I struggled with buffer underruns for a long time. I seemed to be dealing with some enigmatic audio problems.
After many failed attempts to solve the audio problems I was having, I decided to tackle the problem head on. I extracted the audio engine code and started a new project, one in which I was dedicated to becoming an expert at how audio input and output is handled on every platform. Hopefully after solving the crap out of sound I/O in a way independent from the other issues I was having, I would be able to solve the Genesis problems.
Well, 3 months and a lot of hard work later I have completed libsoundio 1.0.0.
libsoundio is a lightweight abstraction over various sound drivers. It provides a well-documented API that operates consistently regardless of the sound driver it connects to. It performs no buffering or processing on your behalf; instead exposing the raw power of the underlying backend.
libsoundio is appropriate for games, music players, digital audio workstations, and various utilities.
libsoundio is serious about robustness. It even handles out of memory conditions correctly.
Features & Limitations
- Supported backends:
- Exposes both raw devices and shared devices. Raw devices give you the best performance but prevent other applications from using them. Shared devices are default and usually provide sample rate conversion and format conversion.
- Exposes both device id and friendly name. id you could save in a config file because it persists between devices becoming plugged and unplugged, while friendly name is suitable for exposing to users.

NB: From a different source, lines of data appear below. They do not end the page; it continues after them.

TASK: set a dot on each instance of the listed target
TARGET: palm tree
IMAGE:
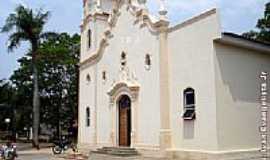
(25, 25)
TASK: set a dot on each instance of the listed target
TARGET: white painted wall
(136, 42)
(238, 90)
(192, 65)
(86, 99)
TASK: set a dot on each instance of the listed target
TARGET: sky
(237, 16)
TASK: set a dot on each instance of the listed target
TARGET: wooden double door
(124, 121)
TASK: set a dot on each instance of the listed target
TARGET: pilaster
(165, 128)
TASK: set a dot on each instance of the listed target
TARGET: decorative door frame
(115, 93)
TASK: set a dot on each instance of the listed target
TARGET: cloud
(236, 15)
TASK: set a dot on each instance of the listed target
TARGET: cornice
(142, 17)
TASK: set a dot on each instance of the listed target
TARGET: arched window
(104, 76)
(88, 78)
(88, 120)
(123, 59)
(189, 104)
(89, 35)
(147, 61)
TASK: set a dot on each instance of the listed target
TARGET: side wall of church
(86, 134)
(238, 91)
(192, 65)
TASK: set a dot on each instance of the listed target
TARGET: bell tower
(95, 16)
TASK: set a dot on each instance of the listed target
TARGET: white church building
(188, 90)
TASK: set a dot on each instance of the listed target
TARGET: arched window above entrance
(124, 101)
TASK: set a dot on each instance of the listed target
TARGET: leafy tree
(263, 27)
(26, 25)
(58, 75)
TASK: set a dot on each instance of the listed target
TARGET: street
(31, 154)
(35, 157)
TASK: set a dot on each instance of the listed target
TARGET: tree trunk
(36, 98)
(36, 108)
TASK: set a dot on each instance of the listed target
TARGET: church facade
(188, 88)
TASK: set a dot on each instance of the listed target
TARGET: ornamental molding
(139, 12)
(126, 83)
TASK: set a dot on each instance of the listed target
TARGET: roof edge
(240, 41)
(193, 20)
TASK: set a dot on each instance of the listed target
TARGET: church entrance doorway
(124, 105)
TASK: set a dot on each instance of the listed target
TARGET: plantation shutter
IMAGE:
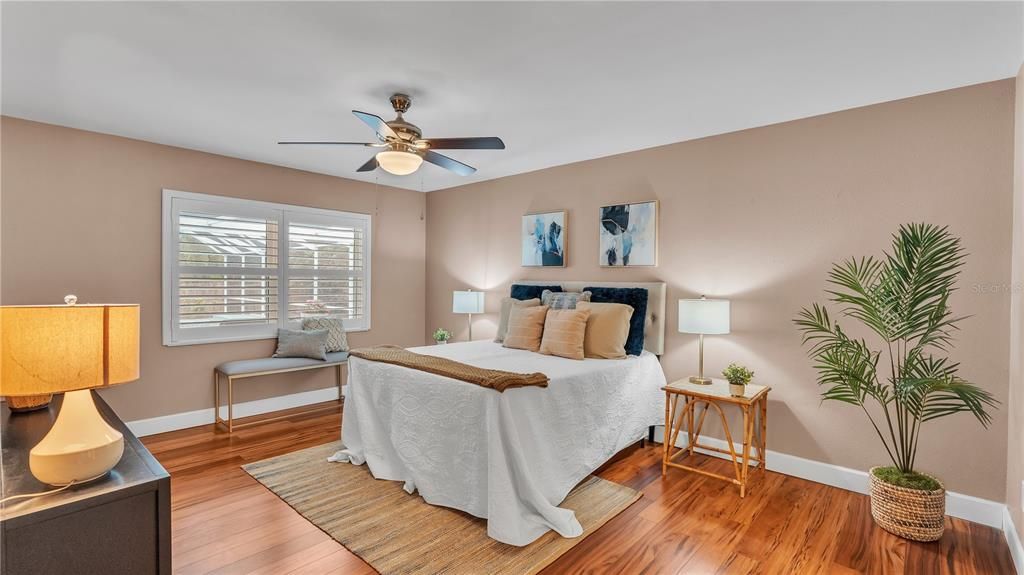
(327, 268)
(237, 269)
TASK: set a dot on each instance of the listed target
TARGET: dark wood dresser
(118, 524)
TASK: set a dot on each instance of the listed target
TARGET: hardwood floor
(224, 522)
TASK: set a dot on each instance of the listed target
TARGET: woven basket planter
(911, 514)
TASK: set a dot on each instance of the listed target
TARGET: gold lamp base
(79, 447)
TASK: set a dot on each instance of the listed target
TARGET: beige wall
(1015, 447)
(82, 214)
(757, 217)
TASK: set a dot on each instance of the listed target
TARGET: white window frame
(174, 202)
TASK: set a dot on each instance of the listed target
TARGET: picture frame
(628, 234)
(544, 238)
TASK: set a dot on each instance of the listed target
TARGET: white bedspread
(510, 457)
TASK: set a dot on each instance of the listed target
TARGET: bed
(510, 457)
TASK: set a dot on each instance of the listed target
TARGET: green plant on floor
(902, 300)
(737, 374)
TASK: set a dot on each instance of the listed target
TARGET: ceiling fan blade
(448, 163)
(370, 144)
(464, 143)
(377, 123)
(370, 166)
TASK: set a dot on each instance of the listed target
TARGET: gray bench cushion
(274, 363)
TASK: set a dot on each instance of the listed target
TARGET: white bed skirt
(510, 457)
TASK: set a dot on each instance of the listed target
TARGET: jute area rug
(396, 532)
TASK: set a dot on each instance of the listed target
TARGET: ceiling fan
(404, 148)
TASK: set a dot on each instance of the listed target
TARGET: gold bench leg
(338, 380)
(230, 404)
(216, 398)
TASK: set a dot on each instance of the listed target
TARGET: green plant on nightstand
(901, 300)
(441, 336)
(737, 376)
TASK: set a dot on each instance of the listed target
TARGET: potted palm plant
(441, 336)
(900, 377)
(738, 377)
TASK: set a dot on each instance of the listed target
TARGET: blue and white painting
(629, 234)
(544, 239)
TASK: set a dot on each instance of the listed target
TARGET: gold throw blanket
(492, 379)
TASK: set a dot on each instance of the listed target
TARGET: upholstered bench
(243, 368)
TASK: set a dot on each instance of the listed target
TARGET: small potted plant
(737, 377)
(441, 336)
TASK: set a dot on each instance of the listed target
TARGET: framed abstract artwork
(628, 234)
(544, 239)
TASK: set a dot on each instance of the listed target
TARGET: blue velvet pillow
(634, 297)
(520, 292)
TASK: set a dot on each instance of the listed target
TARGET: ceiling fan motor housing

- Supports optimal usage of each supported backend. The same API does the right thing whether the backend has a fixed buffer size, such as on JACK and CoreAudio, or whether it allows directly managing the buffer, such as on ALSA or PulseAudio.
- C library. Depends only on the respective backend API libraries and libc. Does not depend on libstdc++, and does not have exceptions, run-time type information, or setjmp.
- Errors are communicated via return codes, not logging to stdio.
- Supports channel layouts (also known as channel maps), important for surround sound applications.
- Ability to monitor devices and get an event when available devices change.
- Ability to get an event when the backend is disconnected, for example when the JACK server or PulseAudio server shuts down.
- Detects which input device is default and which output device is default.
- Ability to connect to multiple backends at once. For example you could have an ALSA device open and a JACK device open at the same time.
- Meticulously checks all return codes and memory allocations and uses meaningful error codes.
- Compare libsoundio to: PortAudio, RtAudio, or SDL2.